若君を見ると、すっかり大きくなって、にこにこと笑っているのが不憫(ふびん)である。目元、口元が、東宮にそっくりで、人が見て不審に思わないかと光君は不安になる。部屋の中は以前と変わらず、衣桁(いこう)に掛けられた光君の装束も、以前と同じく新調してあるのに、その隣に女君の装束がないのが、いかにもさみしい光景である。
昔が思い出されて
女房が母宮の挨拶を伝えにくる。
「今日は元日ですので、泣かないようにずいぶん我慢しているのですが、こんなふうにお訪ねくださいまして、かえって涙があふれてしまいます」とあり、「以前と同じように調えましたお召し物も、涙で目もよく見えず、色の見立ても不出来だと思いますけれど、せめて今日だけはどうかお召しくださいませ」と、たいそう入念に仕立て上げられた装束を、もう一揃(ひとそろ)い贈った。かならず今日着てもらおうと思っていたらしい下襲(したがさね)は、色合いも織り具合も見たことがないほどすばらしい。せっかくの気持ちをどうして無視できようかと、光君はそれらに着替える。もし今日ここに来なかったら、母宮はどれほど気落ちしただろうと思うと胸が痛んだ。

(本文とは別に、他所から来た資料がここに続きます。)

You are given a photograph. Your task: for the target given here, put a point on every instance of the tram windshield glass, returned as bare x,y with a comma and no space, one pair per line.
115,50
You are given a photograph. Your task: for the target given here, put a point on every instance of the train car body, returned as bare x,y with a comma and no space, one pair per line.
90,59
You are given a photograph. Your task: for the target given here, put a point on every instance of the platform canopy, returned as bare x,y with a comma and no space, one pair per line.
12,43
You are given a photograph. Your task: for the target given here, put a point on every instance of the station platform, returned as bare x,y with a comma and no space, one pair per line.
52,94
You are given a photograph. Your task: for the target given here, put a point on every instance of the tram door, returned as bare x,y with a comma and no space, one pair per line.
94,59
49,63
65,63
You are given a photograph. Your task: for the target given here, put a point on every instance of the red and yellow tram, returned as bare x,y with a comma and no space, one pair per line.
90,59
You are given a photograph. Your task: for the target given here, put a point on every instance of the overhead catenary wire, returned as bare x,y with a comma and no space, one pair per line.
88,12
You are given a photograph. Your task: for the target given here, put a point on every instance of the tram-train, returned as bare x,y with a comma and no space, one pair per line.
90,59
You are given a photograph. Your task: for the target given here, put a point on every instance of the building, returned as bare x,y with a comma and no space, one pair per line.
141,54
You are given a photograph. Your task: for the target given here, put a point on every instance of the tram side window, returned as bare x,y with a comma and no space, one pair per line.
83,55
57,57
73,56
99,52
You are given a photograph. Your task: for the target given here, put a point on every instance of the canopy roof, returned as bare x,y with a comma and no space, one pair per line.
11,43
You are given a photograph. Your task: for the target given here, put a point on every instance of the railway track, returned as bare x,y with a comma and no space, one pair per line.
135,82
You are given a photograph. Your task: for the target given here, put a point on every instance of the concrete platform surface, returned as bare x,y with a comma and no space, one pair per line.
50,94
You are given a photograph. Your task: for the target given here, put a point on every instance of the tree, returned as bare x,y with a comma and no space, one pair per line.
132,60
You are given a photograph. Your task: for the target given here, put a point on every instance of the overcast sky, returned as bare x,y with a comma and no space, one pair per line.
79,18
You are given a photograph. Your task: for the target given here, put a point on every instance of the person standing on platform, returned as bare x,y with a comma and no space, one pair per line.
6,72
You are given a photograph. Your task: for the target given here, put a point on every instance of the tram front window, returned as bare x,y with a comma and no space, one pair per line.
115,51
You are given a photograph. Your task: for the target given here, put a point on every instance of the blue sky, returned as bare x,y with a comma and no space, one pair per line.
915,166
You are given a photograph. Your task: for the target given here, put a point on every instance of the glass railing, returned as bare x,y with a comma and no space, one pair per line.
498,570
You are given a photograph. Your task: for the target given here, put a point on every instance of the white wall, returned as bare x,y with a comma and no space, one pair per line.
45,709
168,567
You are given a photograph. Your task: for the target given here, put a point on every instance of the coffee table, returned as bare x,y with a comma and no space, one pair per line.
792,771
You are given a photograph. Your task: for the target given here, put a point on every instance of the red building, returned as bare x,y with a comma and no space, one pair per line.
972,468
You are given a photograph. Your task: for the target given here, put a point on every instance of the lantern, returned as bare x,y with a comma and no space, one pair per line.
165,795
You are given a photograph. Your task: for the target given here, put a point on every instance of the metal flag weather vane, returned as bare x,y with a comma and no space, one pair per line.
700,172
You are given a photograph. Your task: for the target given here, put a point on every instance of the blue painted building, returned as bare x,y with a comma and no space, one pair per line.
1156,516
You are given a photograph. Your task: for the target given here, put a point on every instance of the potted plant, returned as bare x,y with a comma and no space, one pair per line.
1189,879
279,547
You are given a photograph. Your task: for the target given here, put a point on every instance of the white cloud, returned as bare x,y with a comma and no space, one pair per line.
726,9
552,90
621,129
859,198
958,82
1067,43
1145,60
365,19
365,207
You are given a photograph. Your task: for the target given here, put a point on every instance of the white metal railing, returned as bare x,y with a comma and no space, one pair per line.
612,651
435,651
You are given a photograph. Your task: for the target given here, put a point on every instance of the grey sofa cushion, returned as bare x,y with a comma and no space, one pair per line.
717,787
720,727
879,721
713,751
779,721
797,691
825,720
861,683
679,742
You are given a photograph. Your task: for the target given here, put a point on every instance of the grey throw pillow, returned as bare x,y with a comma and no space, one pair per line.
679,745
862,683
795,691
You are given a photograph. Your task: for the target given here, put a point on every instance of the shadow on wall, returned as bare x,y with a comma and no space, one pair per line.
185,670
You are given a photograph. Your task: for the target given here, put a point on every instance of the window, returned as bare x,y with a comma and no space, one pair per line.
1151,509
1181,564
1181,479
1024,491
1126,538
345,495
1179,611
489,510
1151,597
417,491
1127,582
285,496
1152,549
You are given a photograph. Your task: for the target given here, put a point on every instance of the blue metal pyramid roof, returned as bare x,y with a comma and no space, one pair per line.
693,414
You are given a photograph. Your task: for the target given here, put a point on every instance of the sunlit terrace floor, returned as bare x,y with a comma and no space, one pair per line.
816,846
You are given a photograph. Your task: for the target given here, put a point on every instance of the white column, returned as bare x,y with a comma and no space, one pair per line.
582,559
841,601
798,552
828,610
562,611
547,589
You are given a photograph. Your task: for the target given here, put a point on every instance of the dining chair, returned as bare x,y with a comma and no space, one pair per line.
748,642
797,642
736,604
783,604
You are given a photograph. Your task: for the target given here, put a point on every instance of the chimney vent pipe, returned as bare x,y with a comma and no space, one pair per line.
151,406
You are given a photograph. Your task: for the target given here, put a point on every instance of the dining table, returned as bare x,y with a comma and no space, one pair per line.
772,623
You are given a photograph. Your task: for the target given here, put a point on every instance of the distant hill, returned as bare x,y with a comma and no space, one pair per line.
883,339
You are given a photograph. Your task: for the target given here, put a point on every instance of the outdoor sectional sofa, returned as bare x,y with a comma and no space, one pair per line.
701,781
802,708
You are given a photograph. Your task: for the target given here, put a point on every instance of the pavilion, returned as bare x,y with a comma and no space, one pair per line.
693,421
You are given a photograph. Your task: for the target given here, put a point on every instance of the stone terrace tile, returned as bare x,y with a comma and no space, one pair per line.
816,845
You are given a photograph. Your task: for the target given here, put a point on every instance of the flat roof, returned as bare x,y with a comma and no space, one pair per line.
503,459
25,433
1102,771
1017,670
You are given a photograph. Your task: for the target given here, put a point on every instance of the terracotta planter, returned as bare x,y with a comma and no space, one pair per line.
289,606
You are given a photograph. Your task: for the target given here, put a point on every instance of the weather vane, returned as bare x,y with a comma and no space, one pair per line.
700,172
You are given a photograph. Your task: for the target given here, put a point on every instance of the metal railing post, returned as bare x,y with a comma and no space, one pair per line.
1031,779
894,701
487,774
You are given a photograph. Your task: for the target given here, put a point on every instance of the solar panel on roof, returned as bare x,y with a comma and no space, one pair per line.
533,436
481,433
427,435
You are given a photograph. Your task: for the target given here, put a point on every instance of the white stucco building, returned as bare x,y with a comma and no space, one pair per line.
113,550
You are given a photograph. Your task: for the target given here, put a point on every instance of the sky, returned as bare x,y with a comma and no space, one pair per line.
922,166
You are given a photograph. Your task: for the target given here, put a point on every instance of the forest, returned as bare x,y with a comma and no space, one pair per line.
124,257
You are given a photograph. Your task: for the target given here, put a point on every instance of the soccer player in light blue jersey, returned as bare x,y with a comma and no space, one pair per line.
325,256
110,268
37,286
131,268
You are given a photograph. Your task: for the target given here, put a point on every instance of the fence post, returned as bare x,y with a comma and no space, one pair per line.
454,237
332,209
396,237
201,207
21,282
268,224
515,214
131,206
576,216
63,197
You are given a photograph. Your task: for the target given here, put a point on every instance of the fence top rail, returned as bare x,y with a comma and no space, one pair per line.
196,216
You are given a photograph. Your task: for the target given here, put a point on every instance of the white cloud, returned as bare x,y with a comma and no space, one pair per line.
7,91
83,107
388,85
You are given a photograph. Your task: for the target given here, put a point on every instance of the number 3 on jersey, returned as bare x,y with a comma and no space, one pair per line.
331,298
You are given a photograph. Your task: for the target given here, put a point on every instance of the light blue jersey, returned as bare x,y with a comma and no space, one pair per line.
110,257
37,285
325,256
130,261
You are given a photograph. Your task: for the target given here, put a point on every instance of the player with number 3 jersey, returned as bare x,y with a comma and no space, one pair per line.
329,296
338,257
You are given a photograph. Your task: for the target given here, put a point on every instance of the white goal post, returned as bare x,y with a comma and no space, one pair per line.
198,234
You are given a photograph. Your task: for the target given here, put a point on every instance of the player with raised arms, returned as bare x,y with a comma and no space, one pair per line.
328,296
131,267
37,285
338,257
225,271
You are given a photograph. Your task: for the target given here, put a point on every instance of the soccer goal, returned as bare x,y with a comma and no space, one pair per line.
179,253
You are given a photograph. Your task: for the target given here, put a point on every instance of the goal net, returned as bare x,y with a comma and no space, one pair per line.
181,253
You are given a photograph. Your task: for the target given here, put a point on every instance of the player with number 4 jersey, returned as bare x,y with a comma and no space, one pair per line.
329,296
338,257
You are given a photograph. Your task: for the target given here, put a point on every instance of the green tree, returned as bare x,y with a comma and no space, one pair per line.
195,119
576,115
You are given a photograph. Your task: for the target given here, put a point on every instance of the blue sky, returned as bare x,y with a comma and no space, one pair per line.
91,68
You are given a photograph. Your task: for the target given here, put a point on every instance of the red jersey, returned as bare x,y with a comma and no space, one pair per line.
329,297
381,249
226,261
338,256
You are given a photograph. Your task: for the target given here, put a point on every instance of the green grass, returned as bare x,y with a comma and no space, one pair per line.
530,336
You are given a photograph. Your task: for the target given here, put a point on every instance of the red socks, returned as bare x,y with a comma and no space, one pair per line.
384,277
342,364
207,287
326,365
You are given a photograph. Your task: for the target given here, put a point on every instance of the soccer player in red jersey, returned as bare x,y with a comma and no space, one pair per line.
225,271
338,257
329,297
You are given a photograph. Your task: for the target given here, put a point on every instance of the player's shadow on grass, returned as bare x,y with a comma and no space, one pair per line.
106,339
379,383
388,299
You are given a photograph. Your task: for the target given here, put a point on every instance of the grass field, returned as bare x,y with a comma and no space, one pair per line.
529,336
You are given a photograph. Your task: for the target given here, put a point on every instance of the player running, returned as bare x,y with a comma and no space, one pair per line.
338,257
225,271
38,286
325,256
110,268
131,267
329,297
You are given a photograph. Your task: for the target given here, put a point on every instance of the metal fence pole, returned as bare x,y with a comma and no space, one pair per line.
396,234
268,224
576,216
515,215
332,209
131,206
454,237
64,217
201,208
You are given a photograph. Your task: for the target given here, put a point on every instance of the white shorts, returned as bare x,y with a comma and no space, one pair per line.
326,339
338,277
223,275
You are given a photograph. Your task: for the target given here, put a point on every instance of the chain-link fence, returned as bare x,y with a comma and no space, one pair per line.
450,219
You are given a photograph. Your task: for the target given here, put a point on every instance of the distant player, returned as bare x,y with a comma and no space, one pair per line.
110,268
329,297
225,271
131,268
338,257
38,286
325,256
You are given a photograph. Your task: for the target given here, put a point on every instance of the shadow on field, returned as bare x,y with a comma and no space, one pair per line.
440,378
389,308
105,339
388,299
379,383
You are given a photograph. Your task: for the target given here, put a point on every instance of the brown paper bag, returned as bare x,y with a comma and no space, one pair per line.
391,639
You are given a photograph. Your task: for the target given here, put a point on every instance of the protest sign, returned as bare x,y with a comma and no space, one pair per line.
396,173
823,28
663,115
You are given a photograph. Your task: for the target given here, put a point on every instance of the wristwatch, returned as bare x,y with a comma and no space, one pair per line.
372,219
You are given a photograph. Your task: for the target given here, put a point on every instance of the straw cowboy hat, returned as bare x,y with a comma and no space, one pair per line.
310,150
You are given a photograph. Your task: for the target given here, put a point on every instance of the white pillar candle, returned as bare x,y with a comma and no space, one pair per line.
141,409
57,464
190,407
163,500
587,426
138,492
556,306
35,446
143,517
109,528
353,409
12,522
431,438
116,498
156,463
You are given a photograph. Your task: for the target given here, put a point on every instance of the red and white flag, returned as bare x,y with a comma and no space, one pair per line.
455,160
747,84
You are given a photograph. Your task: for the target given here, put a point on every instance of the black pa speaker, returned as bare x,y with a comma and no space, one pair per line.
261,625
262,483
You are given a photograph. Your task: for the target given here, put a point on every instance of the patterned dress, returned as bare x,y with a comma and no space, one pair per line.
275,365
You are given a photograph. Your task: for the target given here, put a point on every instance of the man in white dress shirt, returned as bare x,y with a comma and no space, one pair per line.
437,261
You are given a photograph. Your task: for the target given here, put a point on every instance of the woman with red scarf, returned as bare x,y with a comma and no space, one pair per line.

「あまた年今日(けふ)あらためし色ごろもきては涙ぞふるここちする
(今まで何年も元日に、こちらで着替えていたうつくしい色の晴れ着を、今年もここにやってきて着てみますと、昔が思い出されて涙がとまりません)
とても気持ちを静めることができません」
と返事をした。それにたいし、
新しき年ともいはずふるものはふりぬる人の涙なりけり
(あたらしい年だというのに降りそそぐものは、年老いた親の涙でございます)
と返歌があった。
みな、並大抵の悲しみではなかったのです。